Purpose: Early postoperative heart failure is common after cardiac surgery, and inotrope treatment may impact renal perfusion and oxygenation. We aimed to study the renal effects of the inodilator milrinone when used for the treatment of heart failure after weaning from cardiopulmonary bypass (CPB).

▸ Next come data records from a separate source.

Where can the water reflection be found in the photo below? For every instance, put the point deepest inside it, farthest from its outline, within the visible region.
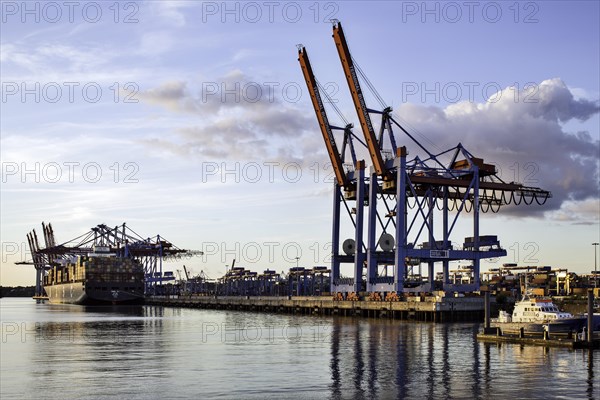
(155, 352)
(395, 359)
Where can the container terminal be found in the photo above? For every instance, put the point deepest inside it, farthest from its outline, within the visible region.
(394, 226)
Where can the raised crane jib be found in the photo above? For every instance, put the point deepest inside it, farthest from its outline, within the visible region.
(359, 100)
(319, 108)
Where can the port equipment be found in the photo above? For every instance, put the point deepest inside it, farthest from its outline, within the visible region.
(121, 240)
(407, 197)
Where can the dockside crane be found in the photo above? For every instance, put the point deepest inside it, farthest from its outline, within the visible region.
(336, 157)
(464, 185)
(374, 145)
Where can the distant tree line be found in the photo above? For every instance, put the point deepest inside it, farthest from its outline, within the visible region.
(18, 291)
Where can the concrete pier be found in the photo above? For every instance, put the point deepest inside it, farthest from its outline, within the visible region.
(431, 308)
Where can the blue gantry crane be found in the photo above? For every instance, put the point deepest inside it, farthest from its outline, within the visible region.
(406, 198)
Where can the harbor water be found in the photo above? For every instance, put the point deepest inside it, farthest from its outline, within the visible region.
(150, 352)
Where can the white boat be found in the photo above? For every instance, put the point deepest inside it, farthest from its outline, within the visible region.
(536, 314)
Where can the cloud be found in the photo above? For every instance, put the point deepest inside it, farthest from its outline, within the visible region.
(238, 118)
(523, 134)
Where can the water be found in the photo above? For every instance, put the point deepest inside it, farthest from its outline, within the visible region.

Material and methods: In 26 patients undergoing cardiac surgery with CPB, we used renal vein catheterization to prospectively measure renal blood flow (RBF), glomerular filtration rate (GFR), and renal oxygenation. Patients who developed acute heart failure and low cardiac output (cardiac index <2.1 L/min/m2) at 30 min after weaning from CPB (n = 7) were given milrinone, and the remaining patients (n = 19) served as controls. Additional measurements were made at 60 min after CPB.
Results: In patients with acute postoperative heart failure, before receiving milrinone, renal blood flow was lower (-33%, p < .05) while renal oxygen extraction was higher (41%, p < .05) compared to the control group. Milrinone increased cardiac index (21%, p < .001), RBF (36%, p < .01) and renal oxygen delivery (35%, p < .01), with no significant change in GFR and oxygen consumption compared to the control group.

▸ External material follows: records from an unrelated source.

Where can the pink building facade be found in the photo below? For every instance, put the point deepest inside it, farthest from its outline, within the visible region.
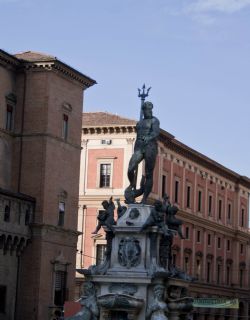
(213, 203)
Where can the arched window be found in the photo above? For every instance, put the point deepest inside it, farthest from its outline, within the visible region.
(7, 213)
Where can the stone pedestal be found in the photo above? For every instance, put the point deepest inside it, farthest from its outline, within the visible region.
(134, 284)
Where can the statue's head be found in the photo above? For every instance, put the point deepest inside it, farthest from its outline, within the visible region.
(88, 289)
(158, 205)
(159, 291)
(147, 109)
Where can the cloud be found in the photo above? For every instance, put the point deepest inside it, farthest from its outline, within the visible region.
(206, 11)
(220, 6)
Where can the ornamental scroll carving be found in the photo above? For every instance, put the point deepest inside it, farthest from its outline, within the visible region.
(129, 252)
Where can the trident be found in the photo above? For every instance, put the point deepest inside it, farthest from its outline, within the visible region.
(141, 94)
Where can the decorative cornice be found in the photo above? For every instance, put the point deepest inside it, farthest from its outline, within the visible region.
(108, 129)
(16, 195)
(212, 225)
(50, 227)
(8, 59)
(49, 65)
(189, 153)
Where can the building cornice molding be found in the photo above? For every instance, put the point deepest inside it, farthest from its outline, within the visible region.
(7, 59)
(108, 129)
(16, 195)
(212, 225)
(171, 143)
(49, 227)
(47, 65)
(61, 68)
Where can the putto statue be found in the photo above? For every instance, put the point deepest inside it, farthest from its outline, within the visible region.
(89, 307)
(158, 308)
(148, 129)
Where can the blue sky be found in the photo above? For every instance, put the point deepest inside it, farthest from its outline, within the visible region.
(195, 54)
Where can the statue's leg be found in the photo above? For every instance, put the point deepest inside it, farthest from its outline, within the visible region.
(133, 164)
(150, 157)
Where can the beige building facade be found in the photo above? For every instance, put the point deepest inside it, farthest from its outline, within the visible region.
(41, 102)
(213, 203)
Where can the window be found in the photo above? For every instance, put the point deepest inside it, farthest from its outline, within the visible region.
(218, 243)
(241, 248)
(228, 275)
(229, 211)
(209, 239)
(186, 264)
(61, 214)
(65, 126)
(7, 213)
(19, 214)
(218, 273)
(198, 268)
(100, 253)
(3, 291)
(163, 185)
(9, 118)
(198, 236)
(27, 216)
(208, 271)
(174, 259)
(176, 191)
(210, 199)
(242, 217)
(241, 277)
(105, 173)
(199, 200)
(188, 196)
(220, 209)
(60, 288)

Conclusions: In patients with acute heart failure after weaning from CPB, the milrinone-induced increase in cardiac output was accompanied by improved renal oxygenation.
Trial registration: ClinicalTrials.gov; identifier NCT02405195, date of registration; March 27, 2015, and NCT02549066, date of registration; 9 September 2015.
Keywords: Cardiac surgery; Cardiopulmonary bypass; Glomerular filtration rate; Heart failure, acute; Milrinone; Oxygen consumption; Renal blood flow.